Microsoft Defender for Cloud is expanding its cloud security posture management (CSPM) capability to include Google Cloud Platform (GCP), according to an announcement made by Microsoft on Wednesday. While this move is seen as a positive step by many, some industry experts believe that it is long overdue.
CSPM has become a crucial component of cloud-native application protection platforms (CNAPPs), providing automated monitoring to ensure that hybrid and multicloud environments are aligned with organizations’ risk and compliance requirements. Microsoft introduced CSPM as a feature of Defender for Cloud with support for AWS in 2021 and released the initial version in April.
With the addition of GCP starting on August 15, Microsoft Defender for Cloud administrators will have visibility into misconfigurations and other risks across their entire AWS, Azure, and GCP environments, as well as their on-premises compute resources. This move allows Microsoft to compete in a crowded field of security vendors offering multicloud CSPM capabilities.
However, some experts question why a GCP shop would turn to Microsoft for cloud security. Mike DeNapoli, director and cybersecurity architect at Cymulate, argues that CSPM alone does not provide the full picture of resiliency and suggests that organizations should consider other security vendors for their cloud infrastructure needs.
Nevertheless, Microsoft’s multicloud approach to CSPM is seen as a valuable offering for enterprises with multicloud environments. A survey from IT tools management provider Flexera indicates that 90% of enterprises now operate in multicloud environments. Since each cloud provider has unique architectures, there is no standardized approach to monitoring workloads across environments. Microsoft Defender for Cloud aims to address this challenge by supporting multiple cloud platforms and providing customers with a more comprehensive view of their security posture.

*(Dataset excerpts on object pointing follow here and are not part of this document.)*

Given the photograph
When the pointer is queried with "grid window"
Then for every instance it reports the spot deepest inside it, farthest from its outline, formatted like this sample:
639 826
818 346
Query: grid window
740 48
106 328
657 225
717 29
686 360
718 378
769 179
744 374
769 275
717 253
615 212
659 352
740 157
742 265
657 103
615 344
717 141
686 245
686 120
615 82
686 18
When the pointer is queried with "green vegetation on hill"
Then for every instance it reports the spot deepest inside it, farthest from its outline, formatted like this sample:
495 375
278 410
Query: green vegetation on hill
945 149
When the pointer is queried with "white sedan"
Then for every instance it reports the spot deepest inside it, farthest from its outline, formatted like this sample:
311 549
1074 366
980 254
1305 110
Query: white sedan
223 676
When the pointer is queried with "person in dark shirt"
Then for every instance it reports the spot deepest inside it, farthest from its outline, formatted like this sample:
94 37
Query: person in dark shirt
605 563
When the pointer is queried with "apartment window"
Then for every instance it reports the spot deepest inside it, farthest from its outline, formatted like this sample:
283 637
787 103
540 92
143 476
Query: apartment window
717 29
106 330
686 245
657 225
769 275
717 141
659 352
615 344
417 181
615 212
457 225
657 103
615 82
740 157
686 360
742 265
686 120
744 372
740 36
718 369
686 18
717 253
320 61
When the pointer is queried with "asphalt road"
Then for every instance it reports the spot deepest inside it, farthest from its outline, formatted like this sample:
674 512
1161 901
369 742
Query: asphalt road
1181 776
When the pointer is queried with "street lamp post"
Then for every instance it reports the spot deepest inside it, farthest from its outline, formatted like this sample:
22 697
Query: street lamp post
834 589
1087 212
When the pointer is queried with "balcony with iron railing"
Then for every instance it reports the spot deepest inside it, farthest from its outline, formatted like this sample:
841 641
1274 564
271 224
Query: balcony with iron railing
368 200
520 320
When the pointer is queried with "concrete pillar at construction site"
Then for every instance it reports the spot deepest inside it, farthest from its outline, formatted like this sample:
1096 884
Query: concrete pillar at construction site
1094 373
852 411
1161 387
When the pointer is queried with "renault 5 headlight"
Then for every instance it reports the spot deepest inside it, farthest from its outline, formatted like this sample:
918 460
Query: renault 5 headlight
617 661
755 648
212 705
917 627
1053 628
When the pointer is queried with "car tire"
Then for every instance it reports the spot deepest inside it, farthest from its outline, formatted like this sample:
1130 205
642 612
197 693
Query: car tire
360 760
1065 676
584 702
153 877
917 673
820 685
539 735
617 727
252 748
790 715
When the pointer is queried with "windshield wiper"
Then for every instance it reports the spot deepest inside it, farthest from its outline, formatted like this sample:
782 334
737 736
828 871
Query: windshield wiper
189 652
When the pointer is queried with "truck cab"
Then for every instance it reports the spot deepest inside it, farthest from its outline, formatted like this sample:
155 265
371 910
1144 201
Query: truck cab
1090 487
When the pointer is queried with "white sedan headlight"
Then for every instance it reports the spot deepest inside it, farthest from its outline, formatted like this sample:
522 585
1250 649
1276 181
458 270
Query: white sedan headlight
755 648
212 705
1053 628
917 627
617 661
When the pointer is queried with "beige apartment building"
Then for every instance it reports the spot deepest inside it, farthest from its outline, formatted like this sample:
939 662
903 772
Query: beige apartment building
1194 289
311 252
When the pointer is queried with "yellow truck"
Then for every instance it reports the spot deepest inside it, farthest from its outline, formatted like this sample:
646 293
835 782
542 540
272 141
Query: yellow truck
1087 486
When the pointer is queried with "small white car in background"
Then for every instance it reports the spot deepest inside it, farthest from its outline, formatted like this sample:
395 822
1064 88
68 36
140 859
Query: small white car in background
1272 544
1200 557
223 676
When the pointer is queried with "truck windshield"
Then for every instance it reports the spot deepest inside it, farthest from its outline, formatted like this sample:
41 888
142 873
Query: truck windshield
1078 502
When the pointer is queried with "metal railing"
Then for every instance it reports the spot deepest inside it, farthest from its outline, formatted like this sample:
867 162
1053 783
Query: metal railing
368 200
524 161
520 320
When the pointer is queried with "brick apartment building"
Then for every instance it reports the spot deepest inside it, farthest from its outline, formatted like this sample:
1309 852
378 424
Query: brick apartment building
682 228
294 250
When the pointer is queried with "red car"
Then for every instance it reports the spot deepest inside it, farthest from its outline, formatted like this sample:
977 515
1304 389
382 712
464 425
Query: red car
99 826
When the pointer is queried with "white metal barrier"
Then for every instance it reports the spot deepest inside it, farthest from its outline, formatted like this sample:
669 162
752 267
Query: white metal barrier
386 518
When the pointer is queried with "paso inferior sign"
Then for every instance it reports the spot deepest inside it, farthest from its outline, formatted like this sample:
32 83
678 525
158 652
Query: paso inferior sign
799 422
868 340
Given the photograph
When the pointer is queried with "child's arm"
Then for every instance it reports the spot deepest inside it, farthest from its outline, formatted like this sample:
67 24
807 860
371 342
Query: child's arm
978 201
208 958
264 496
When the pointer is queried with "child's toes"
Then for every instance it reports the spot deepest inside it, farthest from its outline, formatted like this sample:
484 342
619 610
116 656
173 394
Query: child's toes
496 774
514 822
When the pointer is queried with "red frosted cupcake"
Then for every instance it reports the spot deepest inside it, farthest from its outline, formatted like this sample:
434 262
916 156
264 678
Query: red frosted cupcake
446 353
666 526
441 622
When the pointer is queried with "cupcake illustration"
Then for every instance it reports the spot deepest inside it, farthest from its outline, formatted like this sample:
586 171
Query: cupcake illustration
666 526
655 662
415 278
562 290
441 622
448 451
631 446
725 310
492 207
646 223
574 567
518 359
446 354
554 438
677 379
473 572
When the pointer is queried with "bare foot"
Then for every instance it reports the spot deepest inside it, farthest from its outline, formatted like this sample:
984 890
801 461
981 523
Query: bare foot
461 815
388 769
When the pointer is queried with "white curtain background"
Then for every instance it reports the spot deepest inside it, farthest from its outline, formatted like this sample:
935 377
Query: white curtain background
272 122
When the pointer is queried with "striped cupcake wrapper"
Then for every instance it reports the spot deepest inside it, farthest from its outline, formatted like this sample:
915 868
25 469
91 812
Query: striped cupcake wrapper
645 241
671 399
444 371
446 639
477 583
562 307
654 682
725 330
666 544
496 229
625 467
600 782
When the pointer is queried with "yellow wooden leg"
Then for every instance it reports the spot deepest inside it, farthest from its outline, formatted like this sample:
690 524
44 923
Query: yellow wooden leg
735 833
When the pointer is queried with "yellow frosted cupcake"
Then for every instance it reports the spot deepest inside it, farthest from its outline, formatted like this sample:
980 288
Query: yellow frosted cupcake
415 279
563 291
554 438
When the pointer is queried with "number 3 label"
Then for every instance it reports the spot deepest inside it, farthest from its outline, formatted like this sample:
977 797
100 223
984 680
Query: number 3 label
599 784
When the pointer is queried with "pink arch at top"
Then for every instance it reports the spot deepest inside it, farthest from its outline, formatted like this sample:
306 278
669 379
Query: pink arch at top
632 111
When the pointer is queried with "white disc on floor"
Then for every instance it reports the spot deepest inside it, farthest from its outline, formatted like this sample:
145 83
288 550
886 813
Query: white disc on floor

According to Melinda Marks, senior analyst at Enterprise Strategy Group, Microsoft Defender’s ability to support multiple cloud environments gives customers an alternative to relying on third-party security providers. By collecting and normalizing data from different cloud service providers, Microsoft Defender helps organizations compare and prioritize risks more effectively.
Chen Burshan, CEO of Skyhawk Security, suggests that CSPM has become a commodity and should be a standard offering from cloud platforms. His company provides CSPM for free and believes that other platforms should do the same.
Microsoft is leveraging its cloud security graph to enhance its CSPM capabilities. This graph database, populated across AWS, Azure, and GCP, allows security professionals to prioritize potential risks by providing contextual insights from code, identities, data, internet exposure, compliance, and attack path analysis.
Raviv Tamir, Microsoft’s chief of security product strategy, explains that the graph database enables administrators to query the relationships between different assets and understand their impact on each other. Microsoft is also enhancing the graph database to accept data from its new Microsoft Vulnerability Management (MVM) offering, which allows CSPM to mark external assets.
In addition to GCP support, Microsoft is expanding Defender CSPM’s data discovery capabilities by adding GCP Cloud Storage scanning. This enhancement will enable security administrators to identify over 100 types of sensitive information and analyze attack paths using the cloud security graph.
Microsoft is also offering multicloud policy monitoring for free through its Microsoft cloud security benchmark (MCSP), a cloud-based control framework mapped to compliance standards such as CIS, PCI, and NIST. MCSP support is already available in AWS and Azure and is currently in preview in GCP.
This expansion of Microsoft Defender for Cloud’s CSPM capabilities comes on the heels of Microsoft’s announcement that it would provide free access to cloud logs using Microsoft Purview Audit. This move was made in response to feedback from organizations that encountered difficulties during incident response due to the fee structure for logging services.
Overall, Microsoft’s decision to support GCP in its CSPM offering is seen as a positive step toward providing customers with a more comprehensive view of their security posture in multicloud environments. By leveraging its cloud security graph and offering features such as data discovery and policy monitoring, Microsoft aims to compete with other security vendors in the growing market for multicloud CSPM capabilities.